Regardless of fan ire, Ampere feels the tactic works, flagging that shows with gaps of more than 30 months between seasons have achieved the highest engagement in the premiere month of the new season. Viewing of Stranger Thing rose by 300% in H2 2025 ahead of the release of its fifth and final season, Ampere said, with particularly strong viewing of Season 1 suggesting new viewers were discovering the series and existing fans were revisiting earlier episodes.
Oh man, that means this trend is here to stay. Intellectually I get the reason for the long delays but it sure does blow.
Viewing of Stranger Thing rose by 300% in H2 2025 ahead of the release of its fifth and final season, Ampere said, with particularly strong viewing of Season 1 suggesting new viewers were discovering the series and existing fans were revisiting earlier episodes.
I don’t think it is a trend. Stranger Things just happened to be a culturally significant thing.
A new show is probably not going to pull this off.
My thoughts exactly. Try this with any average show and the results will be different.
It makes sense that a long gap means more viewers have had the time to watch the prior seasons, and therefore might be ready to watch a new one upon release. I wouldn’t assume you’re getting more viewers overall, though, you’re just getting more of them watching at the same time.
2 years
- A Good Girl’s Guide to Murder
- Criminal Record
- For All Mankind
- Rivals
- The Boys
Just a random selection from the past and future week or two.
Other than The Boys, I have almost never heard of any of the other shows.
Yep, only other one is For All Mankind. But I’ve also not completed that show. Same with the boys
Same here and I just binged through The Boys after almost the whole season had finished airing.

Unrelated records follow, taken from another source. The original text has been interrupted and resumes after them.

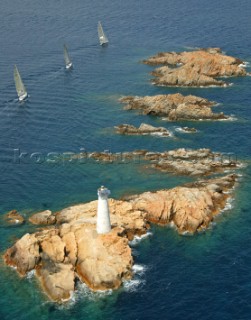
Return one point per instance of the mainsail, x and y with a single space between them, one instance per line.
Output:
21 91
102 37
67 59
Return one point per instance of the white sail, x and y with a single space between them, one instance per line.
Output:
21 91
102 37
68 63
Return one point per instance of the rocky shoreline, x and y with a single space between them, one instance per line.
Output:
66 248
71 250
199 68
200 162
174 107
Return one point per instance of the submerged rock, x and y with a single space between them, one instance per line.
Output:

I started the first episode of the new season of For All Mankind and shut it off after 5 minutes because I don’t remember what’s happening and have zero interested in watching back through old seasons to remember and regain the hype I had for the show. It’s just easier to watch something else instead.
This study just feels like the industry trying to convince people that they like waiting years between seasons using survivorship bias.

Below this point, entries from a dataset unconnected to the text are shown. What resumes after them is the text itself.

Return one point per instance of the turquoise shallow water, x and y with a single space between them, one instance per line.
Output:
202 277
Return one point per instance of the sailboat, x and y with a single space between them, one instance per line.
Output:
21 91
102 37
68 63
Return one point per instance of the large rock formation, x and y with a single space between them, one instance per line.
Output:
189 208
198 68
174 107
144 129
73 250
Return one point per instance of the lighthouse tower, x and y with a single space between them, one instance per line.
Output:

Agreed. I pretty well just go for shows that are completed before starting something new.
I’ve been enjoying a lot of anime recently that’s already completed.
I think For all mankind is very good. Season finale airs this week and I can’t wait.
Sci-fi space drama that many people view as the prequel to the expanse, but it’s grounded in hard sci-fi, without any of the fantasy.
I’m surprised that’s the result of the analysis, with so many things vying for peoples attention I wouldn’t think that strategy would work.
I know I bounced off of the following due to long delays:
- Stranger Things
- The Boys
- Severance
- Invincible
- And probably more
Correlation does not mean causation though. Do the long gaps actually create bigger audiences, or are the shows with long gaps the most popular ones already? Also:
“Extended gaps may generate anticipation around flagship titles, but they can also encourage audiences to cancel subscriptions and return only when major shows are back on screen,” she added.
More expensive shows take longer to make. That’s why I appreciate the pace that fallout is on. Big show, without the big wait.